Including artists such as Silvia Rosi, Elina Brotherus, Bettina von Zwehl, Sarah Pickering, and Shirana Shahbazi, the exhibition is divided into three sections: Gender, Nation, and Photography. The loose categories allow for a closer look into the social constructions of gender and nationhood, as well as an exploration into the physicality of photography and how artists have interrupted and experimented with the craft, creating new avenues for “women’s work” within a medium still disproportionally male.
The exhibition provided the American curators with the chance to dive deep into the state of contemporary Europe. European concerns mirrored topics far closer to home: “We’re in dire need of reaching across all of our divisions,” Hermo says. “I think, in a small way, a show like this can push that forward, provide alternative and multiple perspectives. In major ways, these artists are doing that. [In Europe], they’re bringing forward their concerns.
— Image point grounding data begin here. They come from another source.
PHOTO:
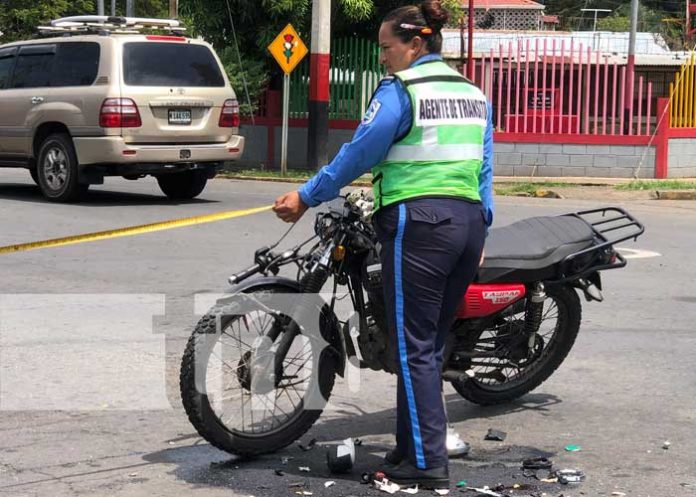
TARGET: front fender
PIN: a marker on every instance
(330, 329)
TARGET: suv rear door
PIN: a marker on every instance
(22, 98)
(179, 89)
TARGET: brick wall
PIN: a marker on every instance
(527, 159)
(682, 157)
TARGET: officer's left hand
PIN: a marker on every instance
(290, 207)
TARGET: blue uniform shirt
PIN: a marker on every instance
(387, 121)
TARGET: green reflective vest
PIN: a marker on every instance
(442, 155)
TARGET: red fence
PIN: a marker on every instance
(553, 88)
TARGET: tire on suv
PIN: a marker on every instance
(57, 169)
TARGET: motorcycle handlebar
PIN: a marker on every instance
(247, 273)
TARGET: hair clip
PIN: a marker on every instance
(423, 29)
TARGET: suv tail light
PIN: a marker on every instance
(119, 113)
(229, 116)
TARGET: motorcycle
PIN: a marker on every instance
(258, 361)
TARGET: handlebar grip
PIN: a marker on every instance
(247, 273)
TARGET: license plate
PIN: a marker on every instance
(180, 117)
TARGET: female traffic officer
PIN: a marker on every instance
(428, 139)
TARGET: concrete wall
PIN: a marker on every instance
(511, 159)
(608, 161)
(682, 158)
(256, 148)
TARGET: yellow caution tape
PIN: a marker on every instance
(131, 231)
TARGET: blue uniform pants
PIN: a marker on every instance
(431, 249)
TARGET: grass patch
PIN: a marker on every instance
(658, 185)
(527, 187)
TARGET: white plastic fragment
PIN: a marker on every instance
(410, 490)
(387, 486)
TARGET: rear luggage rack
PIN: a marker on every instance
(604, 221)
(110, 25)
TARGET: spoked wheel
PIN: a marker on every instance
(506, 363)
(233, 392)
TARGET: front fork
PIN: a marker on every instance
(533, 313)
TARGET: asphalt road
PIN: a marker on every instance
(91, 337)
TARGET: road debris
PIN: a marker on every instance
(537, 463)
(495, 435)
(566, 476)
(340, 459)
(309, 446)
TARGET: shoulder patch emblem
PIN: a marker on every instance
(372, 112)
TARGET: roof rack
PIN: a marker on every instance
(110, 25)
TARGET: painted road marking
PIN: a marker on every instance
(131, 231)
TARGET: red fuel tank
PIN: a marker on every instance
(484, 300)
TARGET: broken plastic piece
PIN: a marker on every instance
(385, 485)
(537, 463)
(309, 446)
(495, 435)
(486, 491)
(566, 476)
(340, 459)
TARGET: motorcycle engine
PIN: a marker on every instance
(378, 348)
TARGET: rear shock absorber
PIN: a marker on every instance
(533, 312)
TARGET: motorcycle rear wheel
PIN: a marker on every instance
(237, 432)
(564, 306)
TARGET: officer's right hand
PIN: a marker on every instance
(290, 207)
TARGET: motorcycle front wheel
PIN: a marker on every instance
(229, 386)
(516, 370)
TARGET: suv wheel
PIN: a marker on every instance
(57, 171)
(183, 186)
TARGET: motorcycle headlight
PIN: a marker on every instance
(324, 226)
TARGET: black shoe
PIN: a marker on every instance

We can learn from that.”
“I feel like with a group show like this, a lot of times, cohesion is the goal,” she adds. “But I think in a way with this exhibition, that fluidity, the range, forces a second look. They’re united by a geographical position, but beyond that, conversations fire in multiple directions. “What binds these works? What separates them?”
LACMA and Brooklyn have both added new photographs to the collection, some of which by artists who migrated from Africa to Europe – now, the conversation becomes even more entangled.
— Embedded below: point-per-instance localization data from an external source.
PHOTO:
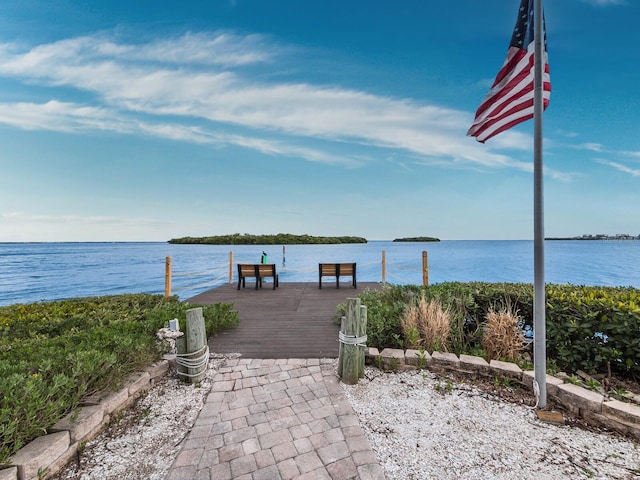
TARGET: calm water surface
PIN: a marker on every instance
(46, 271)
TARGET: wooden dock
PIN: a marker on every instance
(293, 321)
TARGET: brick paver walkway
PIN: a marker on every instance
(276, 419)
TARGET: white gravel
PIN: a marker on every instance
(420, 427)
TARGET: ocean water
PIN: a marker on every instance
(31, 272)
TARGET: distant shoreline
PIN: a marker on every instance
(597, 237)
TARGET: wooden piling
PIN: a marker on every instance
(167, 277)
(352, 337)
(196, 342)
(425, 269)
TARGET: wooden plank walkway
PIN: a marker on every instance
(293, 321)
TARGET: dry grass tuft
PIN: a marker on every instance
(427, 325)
(502, 338)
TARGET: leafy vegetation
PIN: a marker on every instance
(279, 239)
(53, 354)
(593, 329)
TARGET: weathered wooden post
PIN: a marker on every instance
(167, 277)
(192, 350)
(352, 336)
(425, 269)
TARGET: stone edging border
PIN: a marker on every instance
(591, 406)
(47, 455)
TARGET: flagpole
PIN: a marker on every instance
(539, 302)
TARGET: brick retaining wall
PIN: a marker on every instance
(591, 406)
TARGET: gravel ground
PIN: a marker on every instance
(424, 427)
(420, 427)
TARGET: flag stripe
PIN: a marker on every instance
(510, 99)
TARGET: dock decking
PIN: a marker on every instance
(293, 321)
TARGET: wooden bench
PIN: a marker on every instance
(257, 271)
(337, 270)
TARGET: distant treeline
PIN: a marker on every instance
(279, 239)
(417, 239)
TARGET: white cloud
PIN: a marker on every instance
(605, 3)
(161, 86)
(634, 172)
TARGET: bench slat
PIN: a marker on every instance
(257, 271)
(337, 270)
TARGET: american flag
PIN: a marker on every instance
(510, 100)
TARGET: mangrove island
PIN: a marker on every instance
(278, 239)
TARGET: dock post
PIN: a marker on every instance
(353, 335)
(425, 269)
(167, 277)
(192, 349)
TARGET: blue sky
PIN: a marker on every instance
(148, 120)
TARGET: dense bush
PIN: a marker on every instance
(278, 239)
(595, 329)
(52, 354)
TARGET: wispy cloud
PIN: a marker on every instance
(162, 86)
(19, 217)
(634, 172)
(605, 3)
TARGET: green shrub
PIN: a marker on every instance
(595, 329)
(53, 354)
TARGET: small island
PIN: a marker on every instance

The curators were alert to not apply an “American superstructure” onto the collection, letting it exist as their own, yet purview to American eyes. “We didn’t want to look and just see someone as – for example – the European Cindy Sherman,” Schillo explains. “We had to get out of our own heads somewhat while still being aware of our positions, American ways of seeing.”
The “American ways” might allow works to be understood in a way Europe is too close to see. Maybe we need an outsider to make sense of a collection this vast. In The Now is the centre’s first all-photographic group survey show. This doubles as a major sourcing and cementing of female photography into their growing collection. Continuous additions to the collection creates an organic, growing thing, an organism growing increasingly complex with each new addition. Housed within its new American home, European photography takes on a new perspective.
Written by Isaac Huxtable
In the Now: Gender and Nation in Europe, Selections from the Sir Mark Fehrs Haukohl Photography Collection is on display at the Brooklyn Museum, March 8–July 7.